Ich habe mir natürlich ihre Demobänder und auch Filme angeschaut und dabei gespürt, dass sie zu einer bestimmtem Sinnlichkeit und Offenheit fähig sind. Es gab auch eine große Freude generell, diesen Film zu machen, auch beim Kameramann Patrick Orth, der die ganze Zeit die schwere Alexa getragen hat.

Kurz vor Ende gibt es eine Szene, wo die beiden Musiker anfangen zu improvisieren, die anderen tanzen. Das wirkt sehr spontan...

Wir haben natürlich Musik komponieren lassen, Hanno Koffler hatte einen Musik-Coach. Die Szene war eigentlich viel größer, es gab noch eine Polonäse. Von der Szene gibt es ungefähr 5 oder 6 Takes – ungeschnitten, die Kamera folgt den Personen. 
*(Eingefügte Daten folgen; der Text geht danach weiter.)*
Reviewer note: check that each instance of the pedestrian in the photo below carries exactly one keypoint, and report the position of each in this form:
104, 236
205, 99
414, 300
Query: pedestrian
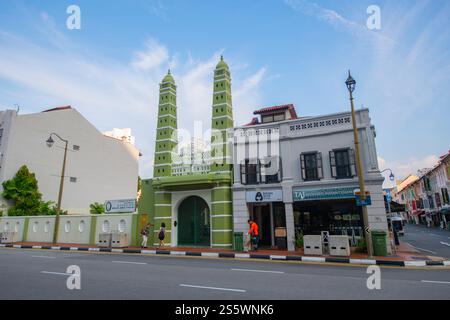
144, 233
162, 234
254, 235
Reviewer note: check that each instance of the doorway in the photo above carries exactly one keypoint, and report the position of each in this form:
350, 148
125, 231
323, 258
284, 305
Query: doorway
194, 228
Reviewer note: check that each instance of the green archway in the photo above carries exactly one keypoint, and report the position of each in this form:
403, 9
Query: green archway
194, 227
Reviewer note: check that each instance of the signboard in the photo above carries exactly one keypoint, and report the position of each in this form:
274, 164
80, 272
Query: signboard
324, 194
120, 206
264, 196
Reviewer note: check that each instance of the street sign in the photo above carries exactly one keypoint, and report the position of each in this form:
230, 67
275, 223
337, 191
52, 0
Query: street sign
120, 206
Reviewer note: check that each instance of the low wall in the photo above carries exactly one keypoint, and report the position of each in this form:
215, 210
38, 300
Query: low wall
76, 229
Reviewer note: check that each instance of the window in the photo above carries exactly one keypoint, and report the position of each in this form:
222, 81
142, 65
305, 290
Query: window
250, 172
273, 117
261, 171
342, 163
311, 166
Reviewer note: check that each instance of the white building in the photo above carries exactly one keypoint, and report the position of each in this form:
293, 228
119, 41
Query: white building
299, 174
121, 134
99, 167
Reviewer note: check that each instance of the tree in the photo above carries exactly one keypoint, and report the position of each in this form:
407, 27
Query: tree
97, 208
24, 192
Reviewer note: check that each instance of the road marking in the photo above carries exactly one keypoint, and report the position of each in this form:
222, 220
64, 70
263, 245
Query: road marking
212, 288
129, 262
439, 282
251, 270
58, 273
426, 250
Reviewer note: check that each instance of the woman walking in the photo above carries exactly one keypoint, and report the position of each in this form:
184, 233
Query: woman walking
162, 234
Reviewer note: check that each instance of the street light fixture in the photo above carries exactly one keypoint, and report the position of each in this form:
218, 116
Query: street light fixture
50, 143
391, 176
351, 84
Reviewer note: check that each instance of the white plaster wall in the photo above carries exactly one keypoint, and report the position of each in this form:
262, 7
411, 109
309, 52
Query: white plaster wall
40, 229
74, 229
114, 224
13, 224
105, 168
177, 199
Die Kamera aus der Hand war aber auch eine ästhetische Entscheidung?

Ich hatte noch nie mit einer Alexa gearbeitet, das war mein erster digitaler Film. Patrick Orth ist ein sehr erfahrener Mann, er hat seine feste Crew. Ich hatte keine klare Vorstellung, wie man an einem einzigen Schauplatz, in einem Haus, visuell arbeitet, hatte nur die Vorstellung, die Kamera muss auch ein bisschen durchgedreht sein, ist verrückt, ist auch ein Idiot, zappelt irgendwie herum, statt den autoritären Blickpunkt des Autorenfilmers einzunehmen, den »richtigen Blick«. Das hat mich nicht interessiert, ich wollte die Kamera auch ein Stück weit loslassen, ich habe das für mich action painting genannt – mal sehen, wie das dann wirkt. Ich habe gemerkt, ich hätte das gar nicht konventionell filmen können, da hätte ich zehn verschiedene Einstellungen drehen müssen von einer Szene – jedes Mal das Licht neu einzurichten und die Kamera neu aufzubauen, hätte viel zu lange gedauert. Wir hatten ein Licht, das generell im Haus war, der Beleuchter ist dann vorgegangen und hat die Nuancen gesetzt.